There could be an opportunity in this situation. What other opportunities do you see coming through a crisis like this from a global perspective?
One of the benefits is that our organization is a cooperative, which means that the entire network is comprised of independent companies. The good thing about such a cooperative is that it is an extremely stable legal form. Cooperatives have been around in farming and banking for centuries and, inherent to their structure, there’s a lot of stability to all our companies because they are all local and most of them have seen this crisis coming and were extremely quick in responding to it.
Because in many countries, moving is what we call transportation and logistics, it’s classified as an essential service and they can continue operating. I think the same would apply to Hilldrup. So, there’s a lot of nice things happening with companies supporting a supply of medical equipment and making sure that working from home is a possibility. Redesigning office space to allow for social distancing, and all these things done by many companies in our network, all see this as very positive.
If you think a bit further down the line, we’ve already seen a trend of more short-term assignments, so reduced volume of housing goods obviously.
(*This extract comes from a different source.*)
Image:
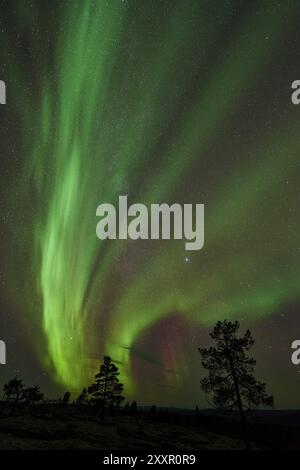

What we also notice is that service becomes a lot more critical because there is only one thing important with somebody moving overseas – being up and running as quickly as possible. They don’t want to be bothered by logistical issues, and that’s our job.
What do you think in terms of the client/customer perspective? How do you think corporations will change their relocation strategies, and what are you hearing from clients and members in regard to what our customers might be thinking about?
A mass move to technology is really missing in global mobility. Many of them run their system from a spreadsheet. The problem of course is that there are many sophisticated HR systems, but they are all missing this technology or mobility piece. Mobility is really lagging technology. There is a big opportunity for technology companies to fill that gap.
Another trend that we found out the hard way, is it really necessary for a person to go on an assignment? For example, if a French person is supposed to go to the U.K., currently they’re going to the U.K. and living there, or they’re commuting, which is of course very environmentally unfriendly and very expensive.
But why not do what they call a “virtual assignment?” A person is assigned to the host location and continues to live in the home location and manages a team from abroad. So, you’re looking for new skillsets and looking for people that are able to manage an offshore or an overseas team, which requires different communication skills, different management skills. Perhaps, once every two or three months, you take a business trip to meet the team and speak together.
I also think that business travel will change. Both you and I travel regularly, and sometimes we go to a country overseas just for a 24-hour trip. We may wonder, is that really necessary? Is cyber communication not enough?
Last but not least, there’s going to be a lot of pressure on compliance, sustainability, health and safety coverage, you know “corona-compliance,” globally. We are working hard to make sure it is all completed here, but regarding sustainability, governments will lead that development and will only buy from developers that have a proven system of sustainability.